On a national level, politicians use speeches to carry the weight of catastrophe. The wrong words can trigger wars, violence and chaos, the right ones can inspire and unite. From “I have a dream” to “We shall fight on beaches”, leaders have inspired during times of pain.
“Because of what you have done the heavens have become a part of man’s world,” were the words said by Nixon to the 1969 Apollo 11 space crew after the successful moon landing in what was termed the ‘longest-distance phone call’. Armstrong’s words as he stepped into history scarcely need repeating – “That’s one small step for man. One giant leap for mankind.”
Armstrong’s famous words actualised a dream laid out by President Kennedy in 1962. Kennedy’s speech, delivered at Rice University, elevated the importance of space discovery and transformed it into a nationwide dream: “We choose to go to the moon in this decade and do the other things, not because they are easy, but because they are hard.”
But what if the giant leap ended in failure?
President Nixon had a speech prepared for this prospect. Written by William Safire, the unreleased speech titled ‘In Event of Moon Disaster’ is a lyrical, poignant announcement of a would-be Apollo 11 tragedy which begins, “Fate has ordained that the men who went to the moon to explore in peace will stay on the moon to rest in peace.”
Safire explained the realities of what the ‘Moon Disaster’ would actually involve: “If they couldn’t [complete the mission], and there was a good risk that they couldn’t, they would have to be abandoned on the moon, left to die there … the men would have to either starve to death or commit suicide.
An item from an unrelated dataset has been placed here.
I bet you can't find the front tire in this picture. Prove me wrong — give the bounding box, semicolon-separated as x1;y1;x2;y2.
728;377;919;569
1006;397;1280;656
So, we prepared for that with a speech that I wrote and the President was ready to give that.”
As such, the speech sought to glorify what would have been a miserable, drawn-out fate for the astronauts through images of heroism and humanity: “In ancient days, men looked at stars and saw their heroes in the constellations. In modern times, we do much the same, but our heroes are epic men of flesh and blood.” Safire’s ability to convert tragedy into linguistic beauty adds to the prevalent idea that the astronauts would be leaving a legacy (rather than simply dying).
Space itself is beyond human comprehension, even 50 years later. To compress the distance between the worldly and the stellar through words, as Safire does, creates an unbreakable connection between the astronauts and the rest of mankind: “For every human being who looks up at the moon in the nights to come will know that there is some corner of another world that is forever mankind.”
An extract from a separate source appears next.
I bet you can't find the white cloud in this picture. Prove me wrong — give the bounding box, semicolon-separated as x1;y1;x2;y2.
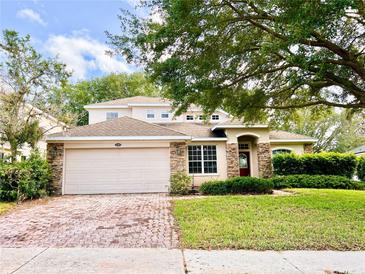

If it had been too factual or too harsh, mankind’s tentative forays into space could have crumbled and with it the poignant realisation of the microscopic capabilities of man, poisoning a newly hopeful society.
The techniques used to such great effect in this speech-that-never-was go back far beyond modern history to Aristotle and his Three Proofs. The concept suggests that successful persuasion is comprised of credibility (ethos), emotion (pathos) and logic (logos).
Within Nixon’s would-be speech, pathos is achieved by the use of mournful yet reflective imagery, with nods to stars, bodies and memory. Its credibility (ethos) is derived from the authority of the office from which it was given, while the reality for these astronauts – trapped in space, awaiting death – is evoked without evasion. It is perhaps this complementary triangle of rhetoric that cause us to feel such a loss, and to be persuaded in the belief that: “In their exploration, they stirred the people of the world to feel as one; in their sacrifice, they bind more tightly the brotherhood of man.”
It is, after all, merely strings of words that have the capability to shape the world; to start wars and end them, to inspire movements and quell them – or, simply, do absolutely nothing.